Smith pleaded not guilty Thursday in Flathead District Court. If convicted, she faces between one year and 20 years in prison and a fine of up to $100,000.

After being released on her own recognizance with the requirement that she participate in remote alcohol monitoring, Smith must now only wait for her hearings, with the one slated for Feb. 12, 2014.

For Maisch, the waiting is much more painful.

She appeared alongside her stepmother and Elletson at Smith’s arraignment, sitting in the aisle of the courtroom in her wheelchair.

“I don’t remember the car coming or anything, and I don’t remember anything up until the ICU, really,” Maisch said Thursday afternoon. “I just woke up in the ICU and I just slept all the time for five days straight. I couldn’t eat.

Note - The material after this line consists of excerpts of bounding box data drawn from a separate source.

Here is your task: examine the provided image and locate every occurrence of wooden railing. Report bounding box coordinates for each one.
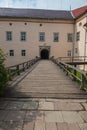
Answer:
[7,58,40,78]
[58,56,87,62]
[51,58,87,89]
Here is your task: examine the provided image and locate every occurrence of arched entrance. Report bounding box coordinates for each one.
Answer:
[40,49,49,59]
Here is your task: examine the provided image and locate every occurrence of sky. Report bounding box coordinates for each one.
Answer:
[0,0,87,10]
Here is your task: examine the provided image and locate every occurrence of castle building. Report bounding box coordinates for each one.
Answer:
[0,6,87,66]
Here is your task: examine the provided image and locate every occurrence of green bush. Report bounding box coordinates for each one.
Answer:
[0,49,8,96]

I couldn’t move.”

When she was able to move, although minimally, Maisch found it was particularly painful when she had to have a chest tube removed that had been inserted to correct her collapsed lung.

She said that when she was awake and coherent at the hospital, she wasn’t scared, just happy she wasn’t paralyzed.

“I was just really, really happy I was alive, so that made it not that scary,” she said.

But while it may not be scary, it has certainly put a kink in her normal activities — Maisch enjoys playing hockey, snowboarding, hiking and working out, and she mows lawns for a living.

All of that is on hold while she recovers.

“I’m still in a lot of pain, I still have really bad whiplash,” she said. “I just saw an X-ray of my collarbone and it’s not even close to being healed.”

Despite her pains and the road to recovery ahead, Maisch hopes for something to come out of what happened.

“I hope that (Smith) gets punished so she doesn’t do this to anybody else or kill somebody — because she could have easily killed me,” Maisch said. “I hope she learns her lesson.”

She also had one more hope.

“I hope my recovery comes fast because I already bought a ski pass,” she said.